Relay for Life planned Aug. 2-3 at EVHS
June 30, 2014
Cancer is a pervasive disease, not only in the bodies it attacks but also for the communities it affects.
"You can't find someone in the Eagle Valley who hasn't been affected by cancer or who doesn't know someone who has," said 2014 local Relay for Life organizer Paul Witt.
Survivors often speak of strength gained from support of families and friends as they waged their personal battles against cancer. The Relay for Life effort — a fund-raising concept that has generated more than $450 million since its inception — reflects that spirit of support. During a Relay for Life, team members camp out at an athletic track and keep at least one member walking around a set course through an entire evening, through the night and until the following morning.

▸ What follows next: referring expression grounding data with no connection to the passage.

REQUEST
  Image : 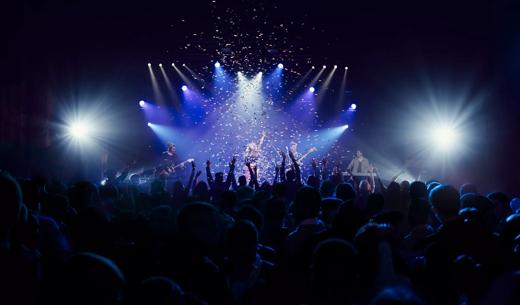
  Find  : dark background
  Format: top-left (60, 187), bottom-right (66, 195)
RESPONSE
top-left (1, 0), bottom-right (519, 194)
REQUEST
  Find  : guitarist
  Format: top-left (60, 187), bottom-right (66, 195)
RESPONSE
top-left (157, 142), bottom-right (182, 179)
top-left (288, 141), bottom-right (317, 170)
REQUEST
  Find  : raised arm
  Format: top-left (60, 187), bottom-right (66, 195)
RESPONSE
top-left (258, 131), bottom-right (267, 150)
top-left (273, 162), bottom-right (280, 184)
top-left (289, 150), bottom-right (301, 183)
top-left (224, 156), bottom-right (236, 190)
top-left (186, 161), bottom-right (196, 195)
top-left (205, 160), bottom-right (214, 187)
top-left (280, 150), bottom-right (287, 183)
top-left (192, 169), bottom-right (202, 193)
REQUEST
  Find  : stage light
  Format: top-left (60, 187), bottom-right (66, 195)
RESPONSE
top-left (159, 63), bottom-right (162, 67)
top-left (345, 66), bottom-right (348, 70)
top-left (182, 63), bottom-right (186, 67)
top-left (350, 103), bottom-right (357, 110)
top-left (181, 85), bottom-right (188, 91)
top-left (68, 121), bottom-right (91, 141)
top-left (147, 63), bottom-right (151, 67)
top-left (147, 122), bottom-right (152, 127)
top-left (323, 65), bottom-right (326, 69)
top-left (238, 71), bottom-right (242, 76)
top-left (278, 63), bottom-right (284, 69)
top-left (139, 100), bottom-right (145, 107)
top-left (214, 61), bottom-right (221, 68)
top-left (312, 66), bottom-right (315, 69)
top-left (334, 65), bottom-right (338, 69)
top-left (309, 86), bottom-right (315, 93)
top-left (432, 125), bottom-right (458, 151)
top-left (172, 63), bottom-right (175, 67)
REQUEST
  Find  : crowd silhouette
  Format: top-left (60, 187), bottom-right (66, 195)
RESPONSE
top-left (0, 151), bottom-right (519, 305)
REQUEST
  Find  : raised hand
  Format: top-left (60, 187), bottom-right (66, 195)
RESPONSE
top-left (280, 150), bottom-right (287, 159)
top-left (195, 170), bottom-right (202, 177)
top-left (206, 160), bottom-right (211, 167)
top-left (191, 161), bottom-right (195, 169)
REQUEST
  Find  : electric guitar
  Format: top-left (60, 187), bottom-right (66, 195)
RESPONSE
top-left (156, 158), bottom-right (195, 177)
top-left (287, 147), bottom-right (317, 168)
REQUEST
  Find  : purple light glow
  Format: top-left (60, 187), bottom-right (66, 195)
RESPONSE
top-left (139, 100), bottom-right (145, 107)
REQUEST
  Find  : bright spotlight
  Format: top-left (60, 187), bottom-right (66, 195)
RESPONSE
top-left (147, 122), bottom-right (152, 127)
top-left (334, 65), bottom-right (338, 69)
top-left (181, 85), bottom-right (188, 91)
top-left (139, 100), bottom-right (145, 107)
top-left (277, 63), bottom-right (284, 69)
top-left (172, 63), bottom-right (175, 66)
top-left (350, 103), bottom-right (357, 110)
top-left (432, 126), bottom-right (458, 151)
top-left (345, 66), bottom-right (348, 70)
top-left (147, 63), bottom-right (151, 67)
top-left (312, 66), bottom-right (315, 69)
top-left (182, 63), bottom-right (186, 67)
top-left (159, 63), bottom-right (162, 67)
top-left (309, 86), bottom-right (316, 93)
top-left (323, 65), bottom-right (326, 69)
top-left (214, 61), bottom-right (221, 68)
top-left (68, 121), bottom-right (91, 140)
top-left (238, 71), bottom-right (242, 76)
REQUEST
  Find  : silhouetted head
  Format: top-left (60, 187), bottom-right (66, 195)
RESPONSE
top-left (292, 186), bottom-right (321, 224)
top-left (219, 190), bottom-right (237, 211)
top-left (238, 175), bottom-right (247, 187)
top-left (237, 205), bottom-right (264, 231)
top-left (311, 239), bottom-right (357, 305)
top-left (320, 180), bottom-right (335, 198)
top-left (408, 198), bottom-right (431, 227)
top-left (367, 193), bottom-right (385, 216)
top-left (227, 220), bottom-right (258, 268)
top-left (286, 169), bottom-right (296, 182)
top-left (429, 184), bottom-right (460, 222)
top-left (321, 198), bottom-right (343, 227)
top-left (336, 183), bottom-right (356, 203)
top-left (409, 181), bottom-right (428, 200)
top-left (460, 183), bottom-right (478, 197)
top-left (176, 202), bottom-right (220, 249)
top-left (400, 180), bottom-right (410, 192)
top-left (307, 175), bottom-right (320, 189)
top-left (193, 181), bottom-right (209, 202)
top-left (215, 172), bottom-right (224, 183)
top-left (129, 174), bottom-right (140, 185)
top-left (57, 252), bottom-right (125, 305)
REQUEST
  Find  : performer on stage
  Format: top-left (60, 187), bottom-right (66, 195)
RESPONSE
top-left (289, 141), bottom-right (302, 161)
top-left (156, 142), bottom-right (181, 179)
top-left (347, 150), bottom-right (370, 175)
top-left (162, 142), bottom-right (179, 165)
top-left (244, 131), bottom-right (266, 180)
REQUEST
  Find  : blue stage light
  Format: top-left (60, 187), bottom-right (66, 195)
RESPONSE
top-left (278, 63), bottom-right (284, 69)
top-left (147, 122), bottom-right (152, 127)
top-left (181, 85), bottom-right (188, 91)
top-left (309, 86), bottom-right (316, 93)
top-left (139, 100), bottom-right (145, 107)
top-left (350, 103), bottom-right (357, 110)
top-left (215, 62), bottom-right (221, 68)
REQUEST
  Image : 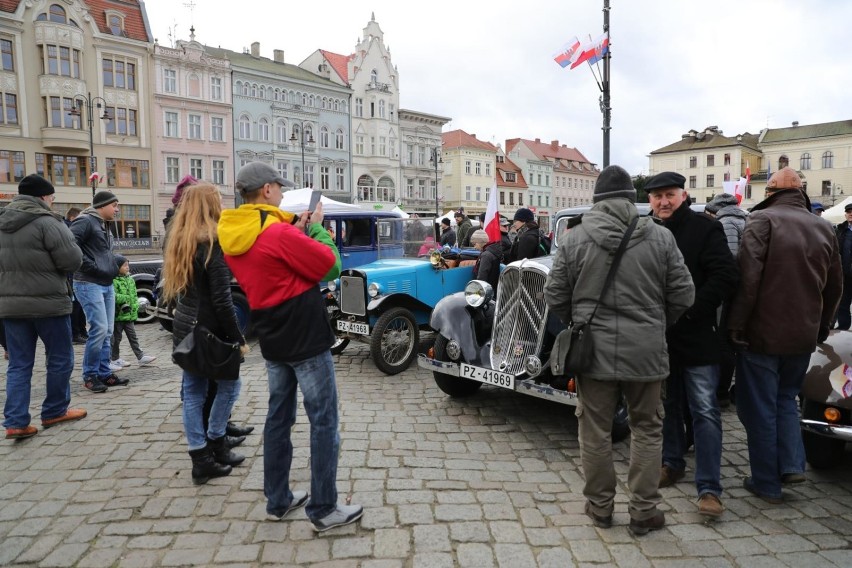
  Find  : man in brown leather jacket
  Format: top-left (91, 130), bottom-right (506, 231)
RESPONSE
top-left (728, 166), bottom-right (842, 503)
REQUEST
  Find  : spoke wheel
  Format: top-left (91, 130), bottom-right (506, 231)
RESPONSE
top-left (370, 307), bottom-right (419, 375)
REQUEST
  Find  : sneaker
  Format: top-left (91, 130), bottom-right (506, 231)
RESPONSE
top-left (101, 373), bottom-right (130, 387)
top-left (84, 376), bottom-right (108, 393)
top-left (584, 501), bottom-right (612, 528)
top-left (115, 358), bottom-right (131, 367)
top-left (42, 408), bottom-right (87, 428)
top-left (697, 493), bottom-right (724, 518)
top-left (781, 472), bottom-right (806, 485)
top-left (742, 477), bottom-right (783, 504)
top-left (5, 426), bottom-right (38, 439)
top-left (659, 465), bottom-right (685, 488)
top-left (267, 491), bottom-right (309, 521)
top-left (628, 510), bottom-right (665, 536)
top-left (311, 503), bottom-right (364, 532)
top-left (137, 355), bottom-right (157, 366)
top-left (108, 361), bottom-right (123, 372)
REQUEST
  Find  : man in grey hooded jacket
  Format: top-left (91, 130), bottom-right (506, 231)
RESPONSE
top-left (544, 165), bottom-right (694, 536)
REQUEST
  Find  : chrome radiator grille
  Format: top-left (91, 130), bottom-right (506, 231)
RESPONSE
top-left (340, 275), bottom-right (366, 316)
top-left (490, 264), bottom-right (549, 375)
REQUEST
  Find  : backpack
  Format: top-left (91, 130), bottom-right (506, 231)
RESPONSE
top-left (537, 231), bottom-right (553, 257)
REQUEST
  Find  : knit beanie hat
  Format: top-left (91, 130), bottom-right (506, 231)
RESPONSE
top-left (93, 190), bottom-right (118, 208)
top-left (705, 193), bottom-right (738, 214)
top-left (513, 208), bottom-right (535, 223)
top-left (172, 174), bottom-right (198, 206)
top-left (115, 254), bottom-right (128, 270)
top-left (18, 174), bottom-right (55, 197)
top-left (593, 165), bottom-right (636, 203)
top-left (441, 218), bottom-right (451, 227)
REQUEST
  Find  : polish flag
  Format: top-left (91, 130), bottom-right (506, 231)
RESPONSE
top-left (483, 184), bottom-right (501, 243)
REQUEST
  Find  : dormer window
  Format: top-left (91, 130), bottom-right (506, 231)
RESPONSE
top-left (108, 14), bottom-right (125, 37)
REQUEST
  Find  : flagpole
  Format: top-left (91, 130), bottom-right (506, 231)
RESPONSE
top-left (602, 0), bottom-right (611, 167)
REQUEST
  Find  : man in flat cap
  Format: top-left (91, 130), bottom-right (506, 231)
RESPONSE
top-left (218, 162), bottom-right (363, 532)
top-left (0, 175), bottom-right (85, 439)
top-left (645, 171), bottom-right (739, 519)
top-left (729, 167), bottom-right (841, 502)
top-left (834, 202), bottom-right (852, 330)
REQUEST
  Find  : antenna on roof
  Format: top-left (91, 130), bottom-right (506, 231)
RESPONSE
top-left (167, 22), bottom-right (177, 48)
top-left (183, 1), bottom-right (197, 26)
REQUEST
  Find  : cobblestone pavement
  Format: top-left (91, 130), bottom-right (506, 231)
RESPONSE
top-left (2, 323), bottom-right (852, 567)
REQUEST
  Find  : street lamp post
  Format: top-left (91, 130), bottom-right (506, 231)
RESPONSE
top-left (290, 122), bottom-right (315, 188)
top-left (68, 92), bottom-right (110, 199)
top-left (429, 146), bottom-right (442, 217)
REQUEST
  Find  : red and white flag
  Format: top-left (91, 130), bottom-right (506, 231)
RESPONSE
top-left (733, 161), bottom-right (750, 205)
top-left (483, 184), bottom-right (501, 243)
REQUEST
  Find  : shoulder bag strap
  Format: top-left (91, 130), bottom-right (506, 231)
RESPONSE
top-left (586, 215), bottom-right (639, 325)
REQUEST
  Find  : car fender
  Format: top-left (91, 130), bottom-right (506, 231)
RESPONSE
top-left (131, 272), bottom-right (156, 287)
top-left (429, 292), bottom-right (491, 365)
top-left (367, 293), bottom-right (431, 320)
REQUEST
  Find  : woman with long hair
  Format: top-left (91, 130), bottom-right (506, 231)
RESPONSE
top-left (162, 183), bottom-right (248, 484)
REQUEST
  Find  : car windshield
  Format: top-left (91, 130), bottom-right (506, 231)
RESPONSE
top-left (378, 218), bottom-right (437, 260)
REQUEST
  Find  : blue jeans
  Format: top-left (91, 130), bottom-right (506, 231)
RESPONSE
top-left (265, 351), bottom-right (340, 521)
top-left (73, 281), bottom-right (115, 379)
top-left (662, 364), bottom-right (723, 497)
top-left (181, 371), bottom-right (241, 451)
top-left (736, 351), bottom-right (809, 499)
top-left (3, 316), bottom-right (74, 428)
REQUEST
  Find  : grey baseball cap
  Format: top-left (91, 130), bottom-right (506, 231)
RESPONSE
top-left (235, 162), bottom-right (296, 192)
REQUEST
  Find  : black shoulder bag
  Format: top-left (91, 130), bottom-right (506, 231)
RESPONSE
top-left (551, 216), bottom-right (639, 375)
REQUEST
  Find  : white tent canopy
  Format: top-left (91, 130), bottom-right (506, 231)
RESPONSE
top-left (822, 196), bottom-right (852, 223)
top-left (278, 188), bottom-right (364, 215)
top-left (392, 206), bottom-right (410, 219)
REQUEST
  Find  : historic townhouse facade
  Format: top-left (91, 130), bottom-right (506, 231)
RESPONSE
top-left (398, 109), bottom-right (451, 217)
top-left (441, 129), bottom-right (500, 216)
top-left (0, 0), bottom-right (153, 243)
top-left (209, 43), bottom-right (352, 204)
top-left (151, 28), bottom-right (232, 225)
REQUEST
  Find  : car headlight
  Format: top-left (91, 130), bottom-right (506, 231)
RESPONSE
top-left (464, 280), bottom-right (493, 308)
top-left (327, 279), bottom-right (338, 292)
top-left (368, 282), bottom-right (381, 298)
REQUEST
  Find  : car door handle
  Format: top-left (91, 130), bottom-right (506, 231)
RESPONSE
top-left (342, 253), bottom-right (350, 257)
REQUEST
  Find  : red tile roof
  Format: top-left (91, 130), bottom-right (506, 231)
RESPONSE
top-left (496, 155), bottom-right (528, 189)
top-left (442, 129), bottom-right (497, 152)
top-left (84, 0), bottom-right (151, 42)
top-left (0, 0), bottom-right (20, 13)
top-left (506, 137), bottom-right (593, 164)
top-left (320, 50), bottom-right (354, 85)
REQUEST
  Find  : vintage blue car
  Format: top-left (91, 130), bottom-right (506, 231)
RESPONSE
top-left (326, 217), bottom-right (478, 375)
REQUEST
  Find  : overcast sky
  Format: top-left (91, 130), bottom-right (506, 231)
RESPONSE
top-left (143, 0), bottom-right (851, 175)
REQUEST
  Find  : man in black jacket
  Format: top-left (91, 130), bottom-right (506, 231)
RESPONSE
top-left (647, 172), bottom-right (739, 520)
top-left (507, 208), bottom-right (542, 262)
top-left (71, 190), bottom-right (127, 393)
top-left (834, 203), bottom-right (852, 329)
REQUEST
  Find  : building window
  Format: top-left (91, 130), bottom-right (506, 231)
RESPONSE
top-left (1, 93), bottom-right (17, 125)
top-left (355, 135), bottom-right (364, 155)
top-left (476, 162), bottom-right (481, 175)
top-left (108, 14), bottom-right (124, 36)
top-left (707, 155), bottom-right (715, 167)
top-left (418, 179), bottom-right (426, 199)
top-left (465, 186), bottom-right (471, 200)
top-left (257, 118), bottom-right (269, 141)
top-left (500, 191), bottom-right (505, 205)
top-left (505, 172), bottom-right (516, 182)
top-left (723, 172), bottom-right (730, 182)
top-left (379, 136), bottom-right (386, 157)
top-left (509, 192), bottom-right (514, 205)
top-left (305, 165), bottom-right (315, 188)
top-left (0, 150), bottom-right (24, 182)
top-left (320, 126), bottom-right (330, 148)
top-left (465, 161), bottom-right (471, 174)
top-left (689, 175), bottom-right (697, 189)
top-left (706, 174), bottom-right (714, 187)
top-left (102, 57), bottom-right (135, 89)
top-left (113, 204), bottom-right (151, 238)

The effort symbolizes the long fight and constant effort to battle cancer. Teams collect pledges for their walk and the money generated then supports cancer research and treatment programs both locally and world wide.
But on a more personal level, the Relay for Life is an affirmation that lives continue on after cancer hits and that memories of cancer victims remain vivid. The Witt family is a striking example of the disease's reach. Back in 1988, Mary Witt lost her leg to cancer while she was still in her early 20s. Two years ago, her mother died from the disease. These personal experiences convinced the Witts to head up the organization of the 2014 event in Eagle County.
"Relay for Life draws attention to the progress being made by the American Cancer Society and the work yet to be done," said Mary Witt. "Many participants are our family, friends and neighbors who have faced cancer themselves. And we have many who, like myself, are cancer survivors themselves. Each new team that registers brings us that much closer to finishing the fight against cancer."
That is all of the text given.